Fontaine over her sib for 1941's Best Actress was an easy call, as many (and I think Fontaine's among them) have a Suspicion her Oscar was really for the superlative work she did the previous year for the same director. I think Fontaine really deserved to win for Rebecca (watching the screen tests of other big stars vying for the role, then viewng Fontaine's work, illustrates how impressively the actress inhabited the role of "I").
Too bad Fontaine didn't win earlier, as I think the 1941 Best Actress Oscar should've been Barbra Stanwyck's to have and to hold (not for Ball of Fire but for the same year's The Lady Eve; at least the award would've gone to the right performer). Leaving Stanwyck at the altar again three years later, when she certainly should've sealed the deal with Double Indemnity, cemented Stanwyck's place in cinema history as one of the most talented actresses (along with Garbo, Kerr, and Thelma Ritter) to be jilted by Oscar.
@JavierAG: I promise to right this wrong, and with real enthusiasm. I'm excited to catch up with The Emigrants.
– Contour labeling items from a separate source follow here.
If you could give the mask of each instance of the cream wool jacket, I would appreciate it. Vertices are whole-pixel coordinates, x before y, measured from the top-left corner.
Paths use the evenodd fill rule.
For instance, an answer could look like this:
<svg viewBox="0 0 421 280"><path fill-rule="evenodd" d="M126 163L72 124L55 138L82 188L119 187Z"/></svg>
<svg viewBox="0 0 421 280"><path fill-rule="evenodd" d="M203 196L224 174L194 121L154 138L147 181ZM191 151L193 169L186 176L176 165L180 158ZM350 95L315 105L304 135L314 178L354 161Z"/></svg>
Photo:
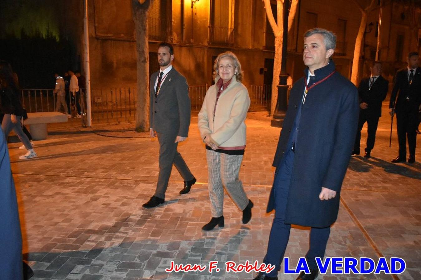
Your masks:
<svg viewBox="0 0 421 280"><path fill-rule="evenodd" d="M199 113L198 125L202 139L210 137L218 147L235 147L245 145L246 126L244 121L250 105L248 91L237 82L235 76L221 94L216 104L215 117L213 108L218 89L215 84L209 87Z"/></svg>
@VP: I do think Fontaine was great in Rebecca, but they could just as well have comped De Havilland for losing two years earlier for GWTW. Either way, it doesn't matter, because you are absolutely right that the prize belonged in every way to Stanwyckand yes, for the unnominated The Lady Eve more than for Ball of Fire.
the lady eve. ball of fire.
tomato. tomahto
why quibble when someone is doubly great?
I agree with Javier about The Emigrants--I left it off my list because that was the year of The Godfather, which won the Oscar deservedly over that movie and two others I absolutely love (Sounder and Cabaret). But The Emigrants and its even greater sequel, The New Land, are among the very few movies that can stand alongside the two parts of The Godfather in terms of epic scope and narrative depth--watching them in sequence is like immersing yourself in a 19th century novel, a kind of experience that is very rare in film. (Other movies that achieve this: Satyajit Ray's Apu Trilogy, Visconti's The Leopard, Kurosawa's Red Beard, Marco Tullia Giordana's The Best of Youth, and Peter Jackson's Lord of the Rings trilogy).
Nathaniel,
True, Stanwyck's great in just about everything, including Fire, but Lady represents her apex as a comedienne. I'd say Stanwyck is doubly great in Lady, as she uses her dual personas to outfox Fonda (no quibbling intented).